Company Took Money, Did Nothing, Woman Says

POSTED: 7:56 pm EST November 11, 2008
UPDATED: 1:14 pm EST November 12, 2008

A Tolland woman said a company promised to help her find her missing cat, but took her money and did nothing.

Margo Clark said she’s an animal lover. When her cat, Silas, went missing in early 2008, she said she did everything she could think of to find him.

“After a couple days, my husband helped me make up posters and canvas the neighborhood,” she said. “I put an ad on Craigslist, I put an ad in the Courant, just trying to find the cat, because he's very special.”

Shortly after Clark posted the ads online, she said, she got a call from a company that told her heartwarming stories of lost pets they'd found.

A company called me and said they offered a service to find lost pets, she said. Because I was desperate to get this cat back, I took part in the service, she said.

The company, called Petfinder's Alert, is based in Nevada. Clark said they told her that for $59.95, they'd call a 20-block radius around her home. She said she figured it was worth a shot.

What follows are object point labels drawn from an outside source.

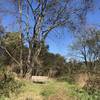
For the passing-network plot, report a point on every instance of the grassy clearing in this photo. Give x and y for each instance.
(53, 90)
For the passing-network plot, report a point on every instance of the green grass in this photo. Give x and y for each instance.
(53, 90)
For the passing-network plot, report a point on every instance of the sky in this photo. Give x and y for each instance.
(61, 43)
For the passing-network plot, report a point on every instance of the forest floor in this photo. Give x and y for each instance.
(52, 90)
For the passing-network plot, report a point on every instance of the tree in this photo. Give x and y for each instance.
(87, 46)
(47, 15)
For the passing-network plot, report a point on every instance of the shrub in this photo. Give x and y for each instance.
(9, 85)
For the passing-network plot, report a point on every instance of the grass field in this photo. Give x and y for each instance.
(53, 90)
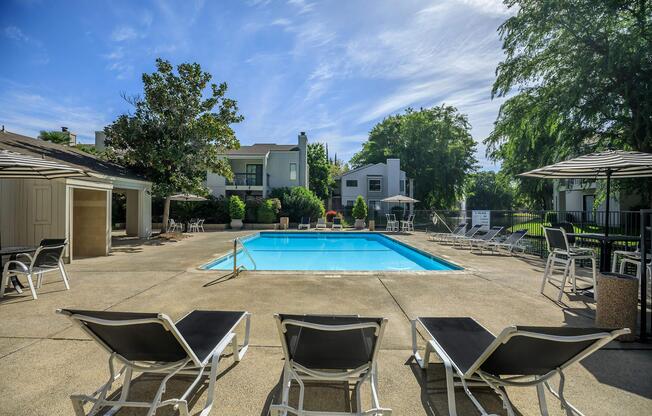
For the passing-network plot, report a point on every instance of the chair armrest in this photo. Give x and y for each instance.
(23, 266)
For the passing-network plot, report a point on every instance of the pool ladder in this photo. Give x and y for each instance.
(237, 269)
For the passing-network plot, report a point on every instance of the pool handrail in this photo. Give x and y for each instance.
(235, 255)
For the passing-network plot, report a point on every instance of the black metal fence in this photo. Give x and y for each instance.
(620, 222)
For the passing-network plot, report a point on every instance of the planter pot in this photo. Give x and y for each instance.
(617, 303)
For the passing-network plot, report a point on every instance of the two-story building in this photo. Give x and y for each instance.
(373, 182)
(261, 167)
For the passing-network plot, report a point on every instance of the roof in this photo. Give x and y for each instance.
(262, 149)
(65, 154)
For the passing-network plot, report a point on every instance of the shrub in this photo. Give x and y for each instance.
(330, 215)
(300, 202)
(267, 211)
(236, 208)
(359, 208)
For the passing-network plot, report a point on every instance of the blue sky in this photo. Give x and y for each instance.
(330, 68)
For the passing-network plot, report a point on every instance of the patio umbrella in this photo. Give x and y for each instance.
(601, 165)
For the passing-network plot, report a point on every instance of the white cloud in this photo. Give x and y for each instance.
(13, 32)
(26, 112)
(123, 33)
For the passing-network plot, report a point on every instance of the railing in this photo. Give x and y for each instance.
(236, 268)
(246, 179)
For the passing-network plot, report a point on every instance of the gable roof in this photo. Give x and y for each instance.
(66, 154)
(262, 149)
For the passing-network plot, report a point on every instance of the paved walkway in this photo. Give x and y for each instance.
(43, 359)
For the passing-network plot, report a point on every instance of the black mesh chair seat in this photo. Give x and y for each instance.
(202, 331)
(328, 350)
(463, 339)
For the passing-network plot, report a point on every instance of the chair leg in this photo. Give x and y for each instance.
(64, 275)
(31, 286)
(563, 280)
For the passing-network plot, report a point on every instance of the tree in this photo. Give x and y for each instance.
(489, 190)
(435, 147)
(319, 171)
(582, 73)
(178, 130)
(359, 211)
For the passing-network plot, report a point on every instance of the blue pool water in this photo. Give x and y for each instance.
(329, 251)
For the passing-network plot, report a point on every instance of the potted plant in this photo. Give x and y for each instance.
(236, 212)
(359, 212)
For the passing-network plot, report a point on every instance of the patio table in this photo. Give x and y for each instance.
(13, 252)
(605, 245)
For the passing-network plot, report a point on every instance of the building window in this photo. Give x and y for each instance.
(375, 185)
(293, 171)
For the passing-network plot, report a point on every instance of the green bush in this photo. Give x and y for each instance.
(268, 211)
(236, 208)
(300, 202)
(359, 208)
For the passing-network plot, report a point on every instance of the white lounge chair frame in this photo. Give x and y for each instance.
(565, 258)
(31, 271)
(299, 373)
(189, 366)
(474, 376)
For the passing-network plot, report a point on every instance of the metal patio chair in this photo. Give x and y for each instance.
(329, 348)
(520, 356)
(153, 343)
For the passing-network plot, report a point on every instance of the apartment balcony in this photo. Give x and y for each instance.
(245, 182)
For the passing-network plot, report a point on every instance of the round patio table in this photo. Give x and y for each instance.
(13, 252)
(605, 245)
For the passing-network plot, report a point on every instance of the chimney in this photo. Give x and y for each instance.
(303, 157)
(100, 137)
(72, 137)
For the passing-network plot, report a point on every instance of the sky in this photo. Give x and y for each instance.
(333, 69)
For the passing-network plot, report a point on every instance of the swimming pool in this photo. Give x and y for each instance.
(343, 251)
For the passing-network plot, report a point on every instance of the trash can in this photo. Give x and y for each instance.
(617, 303)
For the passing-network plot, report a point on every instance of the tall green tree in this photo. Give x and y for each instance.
(435, 147)
(489, 190)
(319, 174)
(178, 130)
(578, 73)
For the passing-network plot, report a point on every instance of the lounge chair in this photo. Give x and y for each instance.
(305, 223)
(486, 237)
(48, 258)
(329, 348)
(459, 230)
(520, 356)
(408, 225)
(508, 245)
(153, 343)
(468, 234)
(562, 254)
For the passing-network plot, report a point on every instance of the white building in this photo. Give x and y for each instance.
(78, 209)
(373, 182)
(259, 168)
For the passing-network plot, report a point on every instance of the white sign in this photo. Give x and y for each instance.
(481, 217)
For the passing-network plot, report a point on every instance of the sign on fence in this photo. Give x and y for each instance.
(481, 217)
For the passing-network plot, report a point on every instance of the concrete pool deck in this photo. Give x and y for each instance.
(43, 359)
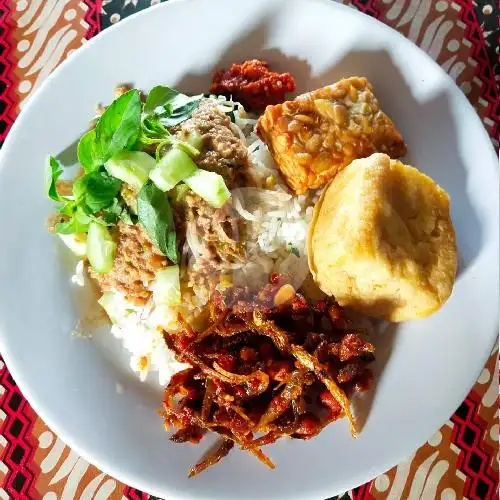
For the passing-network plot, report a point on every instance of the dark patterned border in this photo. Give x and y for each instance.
(17, 430)
(468, 432)
(7, 96)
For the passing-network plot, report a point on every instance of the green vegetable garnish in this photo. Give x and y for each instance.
(101, 248)
(78, 223)
(95, 191)
(166, 287)
(132, 167)
(155, 216)
(88, 156)
(173, 168)
(119, 126)
(53, 171)
(210, 186)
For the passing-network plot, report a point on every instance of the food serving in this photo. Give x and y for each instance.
(190, 214)
(398, 260)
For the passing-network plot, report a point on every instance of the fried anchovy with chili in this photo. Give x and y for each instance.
(262, 371)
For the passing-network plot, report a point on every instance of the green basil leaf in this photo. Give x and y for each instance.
(159, 96)
(155, 216)
(53, 171)
(119, 126)
(95, 191)
(171, 118)
(88, 156)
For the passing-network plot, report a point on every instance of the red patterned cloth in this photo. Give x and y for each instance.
(461, 459)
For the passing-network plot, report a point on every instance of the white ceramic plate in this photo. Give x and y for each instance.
(425, 368)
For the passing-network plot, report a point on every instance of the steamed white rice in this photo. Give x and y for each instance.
(276, 230)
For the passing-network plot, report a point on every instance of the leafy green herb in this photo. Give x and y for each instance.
(88, 155)
(53, 171)
(95, 191)
(160, 95)
(293, 249)
(155, 216)
(119, 126)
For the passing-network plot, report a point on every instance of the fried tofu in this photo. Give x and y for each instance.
(316, 135)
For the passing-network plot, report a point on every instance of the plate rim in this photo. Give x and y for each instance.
(96, 458)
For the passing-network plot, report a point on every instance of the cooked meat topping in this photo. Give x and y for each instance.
(136, 262)
(214, 237)
(224, 152)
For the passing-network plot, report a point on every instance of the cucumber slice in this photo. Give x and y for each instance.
(178, 193)
(131, 167)
(76, 242)
(173, 168)
(101, 248)
(210, 186)
(167, 287)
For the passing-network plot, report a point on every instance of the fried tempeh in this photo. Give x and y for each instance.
(316, 135)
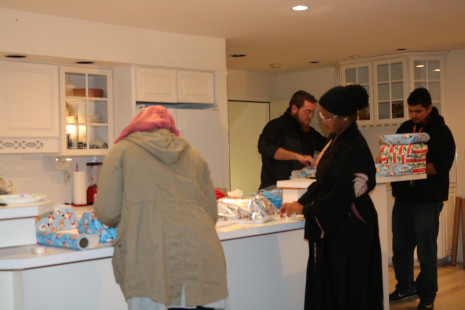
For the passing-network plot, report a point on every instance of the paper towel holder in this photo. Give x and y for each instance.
(62, 162)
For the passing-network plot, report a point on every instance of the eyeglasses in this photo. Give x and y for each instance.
(326, 120)
(308, 111)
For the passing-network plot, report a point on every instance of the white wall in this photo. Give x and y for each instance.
(250, 86)
(57, 39)
(455, 108)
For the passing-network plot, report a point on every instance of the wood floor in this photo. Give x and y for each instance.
(451, 293)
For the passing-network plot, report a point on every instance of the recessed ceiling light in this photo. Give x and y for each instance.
(275, 66)
(300, 7)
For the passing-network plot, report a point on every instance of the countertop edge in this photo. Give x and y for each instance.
(23, 257)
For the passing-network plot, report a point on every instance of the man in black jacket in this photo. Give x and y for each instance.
(415, 217)
(288, 142)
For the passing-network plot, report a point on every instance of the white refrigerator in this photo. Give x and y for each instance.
(202, 128)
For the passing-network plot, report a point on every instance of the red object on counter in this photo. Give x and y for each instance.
(219, 194)
(91, 191)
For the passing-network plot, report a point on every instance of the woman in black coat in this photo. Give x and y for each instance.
(344, 267)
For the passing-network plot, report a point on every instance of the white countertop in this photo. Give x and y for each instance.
(24, 257)
(304, 183)
(34, 209)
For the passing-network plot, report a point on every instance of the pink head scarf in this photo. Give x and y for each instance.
(150, 118)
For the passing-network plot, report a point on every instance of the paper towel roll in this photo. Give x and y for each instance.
(79, 183)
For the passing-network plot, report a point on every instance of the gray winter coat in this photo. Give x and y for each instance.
(157, 189)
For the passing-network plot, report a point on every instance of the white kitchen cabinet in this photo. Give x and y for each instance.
(29, 120)
(389, 81)
(87, 111)
(174, 86)
(156, 85)
(195, 87)
(360, 73)
(390, 91)
(428, 72)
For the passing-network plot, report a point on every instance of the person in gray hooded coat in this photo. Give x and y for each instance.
(156, 188)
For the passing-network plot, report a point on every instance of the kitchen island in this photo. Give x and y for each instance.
(266, 266)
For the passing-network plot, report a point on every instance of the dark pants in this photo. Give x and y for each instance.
(416, 224)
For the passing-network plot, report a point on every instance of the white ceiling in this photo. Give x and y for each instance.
(269, 32)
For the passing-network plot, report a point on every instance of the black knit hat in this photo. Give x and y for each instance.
(345, 100)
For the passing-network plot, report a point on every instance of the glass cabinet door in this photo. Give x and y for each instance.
(87, 110)
(359, 74)
(427, 73)
(390, 90)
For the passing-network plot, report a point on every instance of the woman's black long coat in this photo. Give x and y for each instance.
(344, 267)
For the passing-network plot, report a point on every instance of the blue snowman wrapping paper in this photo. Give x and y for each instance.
(67, 240)
(56, 229)
(89, 224)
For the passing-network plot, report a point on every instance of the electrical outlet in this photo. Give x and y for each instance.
(62, 163)
(66, 177)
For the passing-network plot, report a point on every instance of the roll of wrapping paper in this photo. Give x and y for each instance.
(79, 186)
(67, 240)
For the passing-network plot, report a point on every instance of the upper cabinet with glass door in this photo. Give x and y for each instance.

“They told me that they had a computer program that offers all the numbers to a neighborhood,” Clark said.

She said they promised to leave a description of the cat and a tip line at every home, and even said their computer program would allow them to call people with unlisted numbers.

“You're really eager to get your pet back and you're grieving and I think you're more susceptible to a scam, if that is what it is,” Clark said.

She said she believes it was a scam, because she's been unable to find a single one of her neighbors who got a call.

“Nobody that I talked to had received a call, and it was discouraging,” she said.

The Channel 3 I-Team visited Clark’s neighborhood and was told by several neighbors that they hadn’t received any calls.

“I'm probably just a two-minute drive from here,” said Danielle Chicoine, of Tolland. “You could cut back through the yards to my house, and I never got a call.”

“I live about a half-mile down the road, and I received no phone calls or letters or anything like that,” said fellow resident Caryl Walker.

To make matters worse, when her credit card bill arrived, she said she found that the company that she believes did nothing had charged her $79.99, $20 more than the amount to which she agreed.

“When I called the company to get it corrected, it was very difficult to get ahold of somebody, and they put me off and they were rude and didn't want to help me out,” Clark said.

The I-Team called Petfinder's Alert at its 800 number, but no one answered. Calls for comment also weren’t returned.

The I-Team also found dozens of complaints online from other consumers who said they lost their pets, paid Petfinders Alert and do not believe their neighbors ever got a call.

Clark said she thinks the company was trolling lost pet ads, and she’s worried someone else will fall victim to the company.

“I understand that people want to get their pets back,” she said. “I was in the same boat. You miss them, but I really think this company is taking advantage.”

Clark said she never found Silas, and she can't help but wonder if she would have, had her neighbors been told she was looking.